REPUBLIKA.CO.ID, JAKARTA- Komisi Pemberantasan Korupsi (KPK) dan Kementerian Agama (Kemenag) telah membentuk aturan baru untuk mengatasi permasalahan penerimaan gratifikasi oleh penghulu saat melayani pernikahan di luar kantor dan jam kerja. Kemenag juga akan membangun unit pengendalian gratifikasi di daerah-daerah.
"Jadi bisa saja nanti dikumpulkan (laporan gratifikasi penghulu), tidak orang per orang (yang melapor ke KPK), akan tetapi di unit pengendalian gratifikasi. Tapi bisa saja melaporkan ke KPK," kata Inspektur Jenderal (Irjen) Kemenag, M Jasin dalam jumpa pers di gedung KPK, Jakarta, Rabu (18/12).

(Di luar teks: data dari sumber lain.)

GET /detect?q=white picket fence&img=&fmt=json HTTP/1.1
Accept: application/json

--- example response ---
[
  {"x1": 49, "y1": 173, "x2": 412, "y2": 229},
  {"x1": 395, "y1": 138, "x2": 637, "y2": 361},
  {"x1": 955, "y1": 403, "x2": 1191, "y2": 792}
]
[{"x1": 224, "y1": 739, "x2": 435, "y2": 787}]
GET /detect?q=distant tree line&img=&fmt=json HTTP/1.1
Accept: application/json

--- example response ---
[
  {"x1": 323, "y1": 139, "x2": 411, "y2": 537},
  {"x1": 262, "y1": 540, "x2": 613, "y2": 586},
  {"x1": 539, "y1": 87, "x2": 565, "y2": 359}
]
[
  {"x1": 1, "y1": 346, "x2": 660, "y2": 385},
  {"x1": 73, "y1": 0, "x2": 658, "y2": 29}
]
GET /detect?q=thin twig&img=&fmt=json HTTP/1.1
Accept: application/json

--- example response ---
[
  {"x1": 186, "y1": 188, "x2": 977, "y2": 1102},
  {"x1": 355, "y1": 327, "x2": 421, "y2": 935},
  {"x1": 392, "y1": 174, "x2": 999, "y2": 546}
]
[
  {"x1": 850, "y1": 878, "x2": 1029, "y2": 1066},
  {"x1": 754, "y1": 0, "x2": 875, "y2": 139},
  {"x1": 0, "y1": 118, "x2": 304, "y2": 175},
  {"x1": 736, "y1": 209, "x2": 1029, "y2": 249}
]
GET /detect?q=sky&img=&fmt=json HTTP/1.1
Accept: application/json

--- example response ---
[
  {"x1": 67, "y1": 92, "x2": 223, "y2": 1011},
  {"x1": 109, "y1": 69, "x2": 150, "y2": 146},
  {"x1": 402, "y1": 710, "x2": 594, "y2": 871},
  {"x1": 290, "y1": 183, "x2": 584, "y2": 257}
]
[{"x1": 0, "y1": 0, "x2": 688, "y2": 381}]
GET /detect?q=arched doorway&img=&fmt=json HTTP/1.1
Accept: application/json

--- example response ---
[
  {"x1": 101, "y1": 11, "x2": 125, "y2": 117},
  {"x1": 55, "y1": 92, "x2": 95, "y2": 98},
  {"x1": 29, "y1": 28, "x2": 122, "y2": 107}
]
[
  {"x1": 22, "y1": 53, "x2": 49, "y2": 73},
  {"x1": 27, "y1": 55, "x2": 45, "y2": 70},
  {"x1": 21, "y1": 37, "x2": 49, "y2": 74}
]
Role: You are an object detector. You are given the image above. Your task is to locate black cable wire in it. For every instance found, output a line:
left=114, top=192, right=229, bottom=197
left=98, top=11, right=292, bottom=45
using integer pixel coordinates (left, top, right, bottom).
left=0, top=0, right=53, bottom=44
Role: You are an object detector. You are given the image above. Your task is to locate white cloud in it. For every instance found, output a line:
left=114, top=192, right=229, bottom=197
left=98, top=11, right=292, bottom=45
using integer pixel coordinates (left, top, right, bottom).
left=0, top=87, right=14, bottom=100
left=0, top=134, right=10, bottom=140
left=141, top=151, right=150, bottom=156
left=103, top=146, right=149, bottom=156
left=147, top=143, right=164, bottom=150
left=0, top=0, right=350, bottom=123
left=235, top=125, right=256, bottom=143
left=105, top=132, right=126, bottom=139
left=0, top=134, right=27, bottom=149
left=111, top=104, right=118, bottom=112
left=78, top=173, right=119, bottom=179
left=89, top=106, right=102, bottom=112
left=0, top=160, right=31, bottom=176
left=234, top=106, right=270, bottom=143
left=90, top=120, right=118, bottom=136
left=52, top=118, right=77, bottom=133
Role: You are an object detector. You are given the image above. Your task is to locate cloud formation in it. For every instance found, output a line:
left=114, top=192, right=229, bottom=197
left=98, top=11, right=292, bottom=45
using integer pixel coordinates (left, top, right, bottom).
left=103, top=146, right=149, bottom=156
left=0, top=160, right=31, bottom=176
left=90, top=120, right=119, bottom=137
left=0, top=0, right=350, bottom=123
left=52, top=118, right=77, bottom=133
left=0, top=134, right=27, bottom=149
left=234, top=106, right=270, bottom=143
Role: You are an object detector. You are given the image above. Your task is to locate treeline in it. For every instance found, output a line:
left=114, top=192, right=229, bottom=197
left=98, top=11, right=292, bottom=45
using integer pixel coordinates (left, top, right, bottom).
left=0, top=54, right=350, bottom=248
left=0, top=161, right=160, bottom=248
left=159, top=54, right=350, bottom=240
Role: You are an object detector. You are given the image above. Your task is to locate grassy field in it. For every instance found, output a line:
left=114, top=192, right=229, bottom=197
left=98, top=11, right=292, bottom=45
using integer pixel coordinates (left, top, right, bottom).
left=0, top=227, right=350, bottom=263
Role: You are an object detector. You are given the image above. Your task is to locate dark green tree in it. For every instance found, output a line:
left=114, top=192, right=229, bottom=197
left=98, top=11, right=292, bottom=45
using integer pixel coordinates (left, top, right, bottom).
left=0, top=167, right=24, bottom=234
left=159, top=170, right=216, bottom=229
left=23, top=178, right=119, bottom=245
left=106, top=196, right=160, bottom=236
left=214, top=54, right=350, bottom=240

Jasin menjelaskan tugas unit pengendalian gratifikasi ini untuk menampung laporan penerimaan gratifikasi oleh penghulu dari KUA di daerah. Setelah terkumpul, akan dilaporkan secara rutin kepada KPK.
Sejumlah hasil keputusan rapat antara Kemenag dan KPK ini, lanjutnya, merupakan bentuk political will yang baik dari pemerintah untuk menyelesaikan masalah ini. Selain itu, nantinya dari Kemenag juga akan melakukan subsidi silang terhadap penyelenggara pernikahan yang kaya dengan yang miskin.
Kemenag akan memberikan multy tarif kepada penyelenggara pernikahan yang kaya. Sedangkan untuk masyarakat miskin yang menikah akan dibebaskan dari biaya nikah. "Jadi tidak akan membebani dan ini win-win solution, bagi yang kaya juga harus bayar lebih," katanya menjelaskan.
Perubahan Peraturan Pemerintah Nomor 47/2004 juga tidak akan berlaku surut sehingga penghulu yang telah menerima uang transport tidak akan ditindak dengan jeratan pasal gratifikasi. Sebab, saat ini, Kemenag fokus pada penyelesaian masalah soal gratifikasi kepada penghulu.
"Tentunya kalau aturan itu kan selalu berlaku ke depan, tidak surut. Kalau korupsi yang kecil-kecil itu penyelesaiannya adalah pembenahan sistem seperti yang sekarang diusahakan. Kalau yang serakah itu ya baru penindakan," kata mantan pimpinan KPK ini.